Jetzt geht's ans Eingemachte, nämlich ob das Land und die EU genug Gelder locker machen.
Hoffentlich wird das was!!
Ich wäre der Erste der sich eine Saisonkarte zulegt...


http://www.volksfreund.de/nachricht...-soll-umweltfreundlich-werden;art8137,4266505


----------



## raumfahrer_spif (30. Juli 2015)

Danke für das Update. Was schreibt der Volksfreund denn? Ich kann den Artikel nicht lesen (nicht angemeldet).


----------



## Mixmasteral76 (30. Juli 2015)

Auf dem Idarkopf könnte ein Mountainbike-Park entstehen. Die Strecke hat "Bike-Papst" Diddi Schneider bereits entworfen. Eine Entscheidung, ob und wann der Park tatsächlich kommt, wird frühestens für August erwartet.

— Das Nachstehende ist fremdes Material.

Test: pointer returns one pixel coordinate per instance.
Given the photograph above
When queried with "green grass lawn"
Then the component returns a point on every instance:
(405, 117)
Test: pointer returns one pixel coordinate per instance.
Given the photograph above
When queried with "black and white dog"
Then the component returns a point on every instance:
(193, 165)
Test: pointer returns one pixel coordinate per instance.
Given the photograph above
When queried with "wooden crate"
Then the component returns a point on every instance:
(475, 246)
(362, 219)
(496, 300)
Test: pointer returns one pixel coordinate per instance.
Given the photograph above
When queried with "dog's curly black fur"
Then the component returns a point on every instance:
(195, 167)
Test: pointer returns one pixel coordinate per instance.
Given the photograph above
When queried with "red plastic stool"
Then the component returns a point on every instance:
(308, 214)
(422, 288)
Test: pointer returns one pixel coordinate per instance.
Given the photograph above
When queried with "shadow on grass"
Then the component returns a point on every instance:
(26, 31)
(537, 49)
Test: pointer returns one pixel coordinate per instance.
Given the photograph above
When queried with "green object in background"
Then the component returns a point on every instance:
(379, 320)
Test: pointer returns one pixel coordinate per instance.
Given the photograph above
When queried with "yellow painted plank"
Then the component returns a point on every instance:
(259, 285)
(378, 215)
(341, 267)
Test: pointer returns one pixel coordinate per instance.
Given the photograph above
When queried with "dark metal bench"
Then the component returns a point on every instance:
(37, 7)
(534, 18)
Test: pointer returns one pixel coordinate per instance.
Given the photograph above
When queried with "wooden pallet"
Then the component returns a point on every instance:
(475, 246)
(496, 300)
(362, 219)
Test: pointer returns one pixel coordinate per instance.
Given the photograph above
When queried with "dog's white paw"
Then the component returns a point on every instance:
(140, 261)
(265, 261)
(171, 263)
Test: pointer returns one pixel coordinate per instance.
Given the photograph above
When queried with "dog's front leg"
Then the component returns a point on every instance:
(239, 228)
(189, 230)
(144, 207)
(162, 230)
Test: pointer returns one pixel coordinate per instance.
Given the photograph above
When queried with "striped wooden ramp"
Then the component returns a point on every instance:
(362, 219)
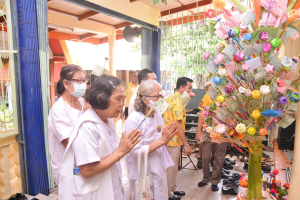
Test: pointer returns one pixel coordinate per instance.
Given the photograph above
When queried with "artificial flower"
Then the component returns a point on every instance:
(293, 14)
(264, 90)
(222, 71)
(245, 67)
(192, 94)
(294, 97)
(280, 83)
(240, 136)
(209, 129)
(287, 185)
(248, 93)
(279, 89)
(256, 114)
(219, 58)
(241, 89)
(270, 113)
(256, 94)
(221, 128)
(240, 128)
(283, 100)
(205, 56)
(205, 113)
(220, 99)
(251, 131)
(213, 135)
(229, 89)
(269, 68)
(232, 132)
(285, 61)
(216, 80)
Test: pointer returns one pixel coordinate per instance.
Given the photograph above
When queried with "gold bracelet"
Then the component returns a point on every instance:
(117, 155)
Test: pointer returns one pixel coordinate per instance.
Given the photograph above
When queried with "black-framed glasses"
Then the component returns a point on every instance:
(80, 80)
(157, 97)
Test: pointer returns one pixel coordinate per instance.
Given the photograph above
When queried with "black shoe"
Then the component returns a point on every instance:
(231, 190)
(201, 184)
(179, 193)
(214, 188)
(175, 197)
(231, 162)
(199, 165)
(245, 166)
(224, 175)
(226, 171)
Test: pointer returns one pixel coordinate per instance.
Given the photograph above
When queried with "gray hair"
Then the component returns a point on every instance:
(145, 89)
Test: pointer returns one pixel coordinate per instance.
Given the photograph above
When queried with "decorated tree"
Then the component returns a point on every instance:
(252, 85)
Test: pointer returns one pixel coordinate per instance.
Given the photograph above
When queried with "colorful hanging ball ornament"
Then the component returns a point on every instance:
(240, 56)
(237, 31)
(229, 89)
(293, 14)
(220, 99)
(263, 36)
(231, 33)
(263, 131)
(276, 42)
(209, 13)
(219, 5)
(283, 100)
(267, 47)
(247, 37)
(251, 131)
(256, 94)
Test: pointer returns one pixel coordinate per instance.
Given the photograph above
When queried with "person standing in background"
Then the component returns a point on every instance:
(176, 113)
(130, 89)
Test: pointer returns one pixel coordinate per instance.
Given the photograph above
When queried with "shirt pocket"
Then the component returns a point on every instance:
(83, 186)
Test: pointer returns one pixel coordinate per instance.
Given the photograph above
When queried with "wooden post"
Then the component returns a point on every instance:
(52, 89)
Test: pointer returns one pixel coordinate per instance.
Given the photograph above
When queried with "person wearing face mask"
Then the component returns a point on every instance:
(154, 137)
(65, 112)
(176, 113)
(90, 168)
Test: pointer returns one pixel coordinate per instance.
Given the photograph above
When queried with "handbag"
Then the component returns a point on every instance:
(144, 184)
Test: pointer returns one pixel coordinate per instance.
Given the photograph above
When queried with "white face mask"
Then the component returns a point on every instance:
(79, 89)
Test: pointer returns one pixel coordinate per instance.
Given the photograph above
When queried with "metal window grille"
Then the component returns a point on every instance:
(185, 37)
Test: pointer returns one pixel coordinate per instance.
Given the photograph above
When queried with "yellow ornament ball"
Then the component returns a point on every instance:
(251, 131)
(220, 99)
(256, 94)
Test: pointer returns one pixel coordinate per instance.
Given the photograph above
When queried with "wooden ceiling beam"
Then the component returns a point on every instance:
(122, 25)
(87, 15)
(87, 35)
(185, 7)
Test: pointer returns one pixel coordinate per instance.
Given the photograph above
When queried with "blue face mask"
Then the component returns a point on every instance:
(79, 89)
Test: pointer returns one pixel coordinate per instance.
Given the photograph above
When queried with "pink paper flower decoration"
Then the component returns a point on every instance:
(269, 68)
(281, 83)
(280, 89)
(221, 128)
(245, 67)
(205, 56)
(219, 58)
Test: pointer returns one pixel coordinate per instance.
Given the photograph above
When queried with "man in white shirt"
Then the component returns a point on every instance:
(145, 74)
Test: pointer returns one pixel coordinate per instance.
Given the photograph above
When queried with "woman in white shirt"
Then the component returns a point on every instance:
(154, 136)
(65, 112)
(96, 172)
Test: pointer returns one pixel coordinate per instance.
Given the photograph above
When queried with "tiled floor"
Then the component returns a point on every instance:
(187, 180)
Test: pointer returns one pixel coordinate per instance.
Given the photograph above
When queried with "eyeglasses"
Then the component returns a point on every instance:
(157, 97)
(80, 80)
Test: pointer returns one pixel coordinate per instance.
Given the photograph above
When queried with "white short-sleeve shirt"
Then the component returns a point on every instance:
(61, 122)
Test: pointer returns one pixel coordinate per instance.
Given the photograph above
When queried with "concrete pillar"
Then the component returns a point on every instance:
(111, 43)
(52, 89)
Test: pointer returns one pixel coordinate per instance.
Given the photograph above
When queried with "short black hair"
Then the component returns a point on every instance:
(182, 81)
(143, 75)
(103, 85)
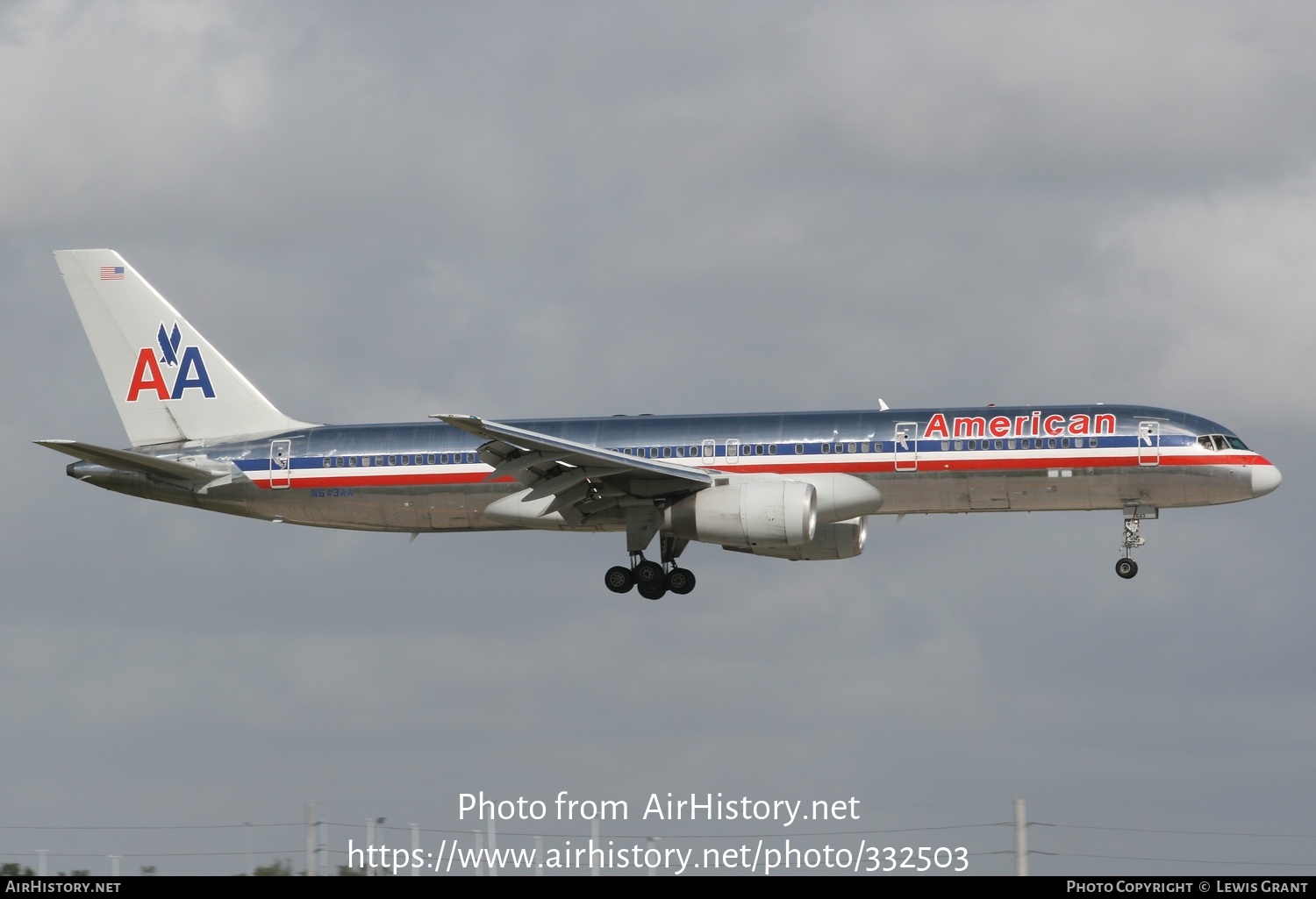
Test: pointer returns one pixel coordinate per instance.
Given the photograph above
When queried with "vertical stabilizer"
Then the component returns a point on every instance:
(168, 382)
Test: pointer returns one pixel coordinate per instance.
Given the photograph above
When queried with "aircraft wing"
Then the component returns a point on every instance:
(129, 461)
(583, 480)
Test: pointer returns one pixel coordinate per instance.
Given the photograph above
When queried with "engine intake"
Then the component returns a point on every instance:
(761, 514)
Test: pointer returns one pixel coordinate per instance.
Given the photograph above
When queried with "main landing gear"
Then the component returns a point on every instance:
(1134, 517)
(652, 578)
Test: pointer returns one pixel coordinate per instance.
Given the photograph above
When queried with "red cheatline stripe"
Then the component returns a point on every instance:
(926, 467)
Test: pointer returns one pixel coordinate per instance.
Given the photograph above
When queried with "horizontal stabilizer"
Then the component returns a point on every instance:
(129, 461)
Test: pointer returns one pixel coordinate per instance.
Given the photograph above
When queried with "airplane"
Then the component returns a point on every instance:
(794, 486)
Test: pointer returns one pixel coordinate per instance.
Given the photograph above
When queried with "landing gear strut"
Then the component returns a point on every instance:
(1134, 517)
(653, 580)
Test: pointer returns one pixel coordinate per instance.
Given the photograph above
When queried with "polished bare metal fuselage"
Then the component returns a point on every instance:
(304, 477)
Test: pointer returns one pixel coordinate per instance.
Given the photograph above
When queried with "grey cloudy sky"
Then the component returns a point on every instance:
(532, 210)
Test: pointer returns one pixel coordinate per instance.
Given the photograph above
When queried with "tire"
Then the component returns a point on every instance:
(681, 581)
(619, 580)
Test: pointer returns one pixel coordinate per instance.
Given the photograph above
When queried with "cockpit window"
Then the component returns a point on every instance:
(1216, 442)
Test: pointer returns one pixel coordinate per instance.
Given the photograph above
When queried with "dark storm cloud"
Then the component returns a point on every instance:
(526, 210)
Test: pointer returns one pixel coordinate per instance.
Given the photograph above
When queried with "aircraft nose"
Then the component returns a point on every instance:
(1265, 478)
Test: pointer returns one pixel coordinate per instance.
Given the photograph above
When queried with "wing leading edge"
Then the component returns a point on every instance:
(576, 480)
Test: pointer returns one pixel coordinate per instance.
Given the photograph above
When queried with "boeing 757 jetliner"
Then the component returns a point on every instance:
(794, 486)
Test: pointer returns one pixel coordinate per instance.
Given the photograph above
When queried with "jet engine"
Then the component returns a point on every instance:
(831, 541)
(747, 515)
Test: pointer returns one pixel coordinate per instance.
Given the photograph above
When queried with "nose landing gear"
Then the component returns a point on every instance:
(1134, 517)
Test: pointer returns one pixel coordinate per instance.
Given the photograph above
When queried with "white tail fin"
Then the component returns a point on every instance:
(168, 382)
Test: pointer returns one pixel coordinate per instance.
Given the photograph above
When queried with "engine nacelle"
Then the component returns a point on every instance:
(842, 496)
(832, 541)
(747, 515)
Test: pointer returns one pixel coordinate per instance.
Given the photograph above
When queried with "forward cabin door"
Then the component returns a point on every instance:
(907, 446)
(1149, 442)
(281, 464)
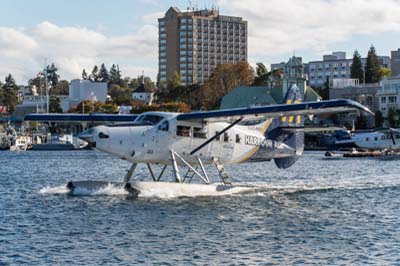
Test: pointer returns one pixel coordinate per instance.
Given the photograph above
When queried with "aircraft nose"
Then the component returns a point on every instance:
(88, 136)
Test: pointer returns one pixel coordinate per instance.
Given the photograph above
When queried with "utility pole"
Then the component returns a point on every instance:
(46, 85)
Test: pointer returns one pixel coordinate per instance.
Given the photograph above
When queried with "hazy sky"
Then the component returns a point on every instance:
(77, 34)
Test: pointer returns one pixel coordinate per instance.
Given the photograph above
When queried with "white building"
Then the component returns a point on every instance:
(389, 95)
(144, 94)
(336, 66)
(80, 90)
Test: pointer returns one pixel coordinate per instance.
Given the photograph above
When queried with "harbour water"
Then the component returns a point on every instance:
(319, 211)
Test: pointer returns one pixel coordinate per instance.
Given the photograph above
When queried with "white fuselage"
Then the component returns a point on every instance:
(141, 143)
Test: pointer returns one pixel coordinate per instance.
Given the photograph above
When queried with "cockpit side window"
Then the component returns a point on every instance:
(164, 126)
(183, 131)
(150, 119)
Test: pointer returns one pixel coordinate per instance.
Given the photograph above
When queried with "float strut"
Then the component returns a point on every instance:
(130, 173)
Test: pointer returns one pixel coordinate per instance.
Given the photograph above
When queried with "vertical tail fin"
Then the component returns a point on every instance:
(294, 139)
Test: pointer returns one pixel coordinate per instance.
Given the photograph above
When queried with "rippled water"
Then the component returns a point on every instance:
(318, 211)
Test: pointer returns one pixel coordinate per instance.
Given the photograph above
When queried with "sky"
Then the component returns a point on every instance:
(78, 34)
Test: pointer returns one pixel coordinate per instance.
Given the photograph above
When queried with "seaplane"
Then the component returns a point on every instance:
(189, 141)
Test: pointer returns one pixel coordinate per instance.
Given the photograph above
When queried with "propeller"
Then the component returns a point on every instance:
(392, 136)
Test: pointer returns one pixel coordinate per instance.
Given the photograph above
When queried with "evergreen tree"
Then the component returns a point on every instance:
(84, 75)
(52, 76)
(174, 82)
(373, 71)
(378, 118)
(55, 105)
(115, 75)
(356, 70)
(103, 74)
(62, 88)
(1, 94)
(262, 75)
(10, 90)
(94, 77)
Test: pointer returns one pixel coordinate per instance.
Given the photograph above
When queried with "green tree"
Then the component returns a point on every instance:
(61, 88)
(174, 82)
(52, 75)
(133, 84)
(262, 75)
(84, 75)
(373, 72)
(324, 91)
(356, 70)
(55, 105)
(361, 122)
(120, 95)
(385, 72)
(115, 75)
(10, 90)
(393, 117)
(103, 74)
(94, 77)
(378, 119)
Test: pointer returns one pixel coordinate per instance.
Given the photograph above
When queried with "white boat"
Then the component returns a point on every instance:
(4, 142)
(22, 143)
(377, 139)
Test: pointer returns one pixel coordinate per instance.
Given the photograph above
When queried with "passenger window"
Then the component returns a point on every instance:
(199, 132)
(183, 131)
(226, 137)
(219, 137)
(237, 138)
(164, 126)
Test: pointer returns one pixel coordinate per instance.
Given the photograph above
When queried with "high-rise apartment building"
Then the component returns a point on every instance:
(395, 67)
(192, 43)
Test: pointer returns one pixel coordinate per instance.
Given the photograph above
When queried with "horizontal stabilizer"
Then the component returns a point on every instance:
(276, 111)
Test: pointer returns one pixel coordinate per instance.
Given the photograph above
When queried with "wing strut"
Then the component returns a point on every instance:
(216, 136)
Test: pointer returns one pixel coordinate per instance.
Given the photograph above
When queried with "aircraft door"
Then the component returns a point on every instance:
(162, 135)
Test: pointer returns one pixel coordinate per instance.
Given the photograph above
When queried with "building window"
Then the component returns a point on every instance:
(237, 138)
(226, 137)
(392, 99)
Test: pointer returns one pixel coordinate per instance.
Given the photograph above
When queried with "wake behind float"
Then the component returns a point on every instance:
(90, 187)
(154, 189)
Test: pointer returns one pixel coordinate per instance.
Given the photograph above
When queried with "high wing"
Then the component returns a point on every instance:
(93, 117)
(273, 111)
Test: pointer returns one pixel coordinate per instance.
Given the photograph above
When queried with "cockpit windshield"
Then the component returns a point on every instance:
(149, 119)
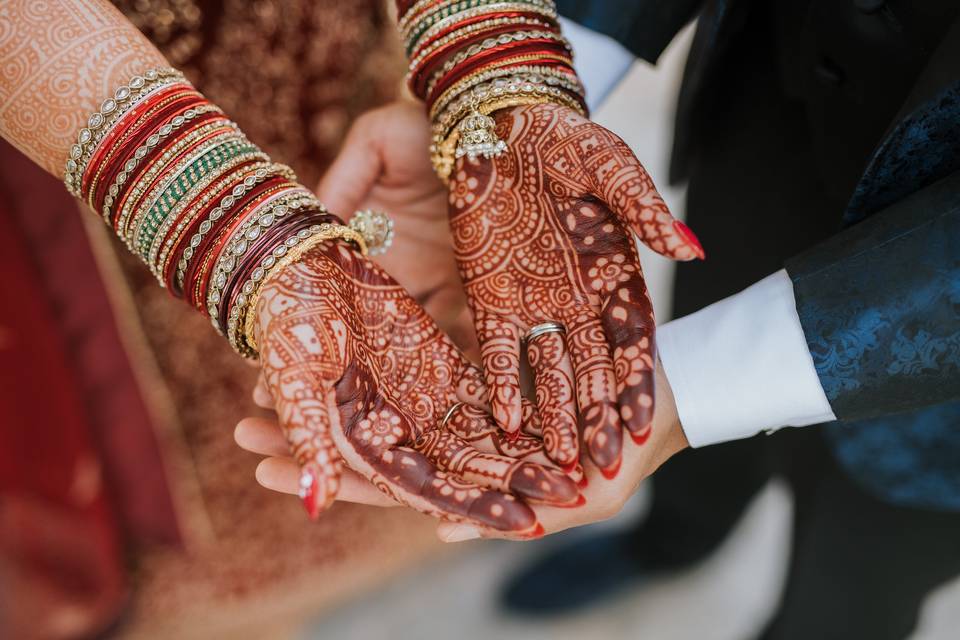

Stipshausen. Rund 40 Bürger waren der Einladung der Ortsgemeinde gefolgt, um sich über das Vorhaben eines Mountainbike-(MTB)-Parks auf dem Idarkopf zu informieren. Die Idee, sich angesichts verändernder Klimabedingungen nicht allein auf die Reaktivierung des Wintersportbetriebes zu verlassen, ist schon vor ein paar Jahren entstanden.
So hat "Bike-Papst" Diddi Schneider, der seit rund 25 Jahren Strecken plant, schon mal eine Skizze für einen Bikepark am Idarkopf entworfen.
Im Oktober 2013 wurden weitere Initiativen mit eingebunden. Dazu gehört auch der inzwischen eröffnete Nationalpark Hunsrück-Hochwald. Dieser braucht Vorschläge, um gezielt Besucherströme zu lenken. So ist es ein Ansinnen, neben dem Bikepark die ganze Region mit einem Radwegenetz auszustatten.
Im März 2014 wurde ein entsprechendes Konzept vorgestellt, das von Bikern mitentwickelt wurde. Kurze Zeit später, im Mai 2014, kam Ecoparc-concepts, ein junges Start-up-Unternehmen am Umwelt-Campus Birkenfeld, mit ins Spiel: Jan Weiler und Nico Reuter haben ein Konzept entwickelt, das sie in Gesprächen mit dem Stipshausener Gemeinderat konkretisierten. Beide waren bei der Versammlung dabei, um den aktuellen Stand der Planungen zu präsentieren.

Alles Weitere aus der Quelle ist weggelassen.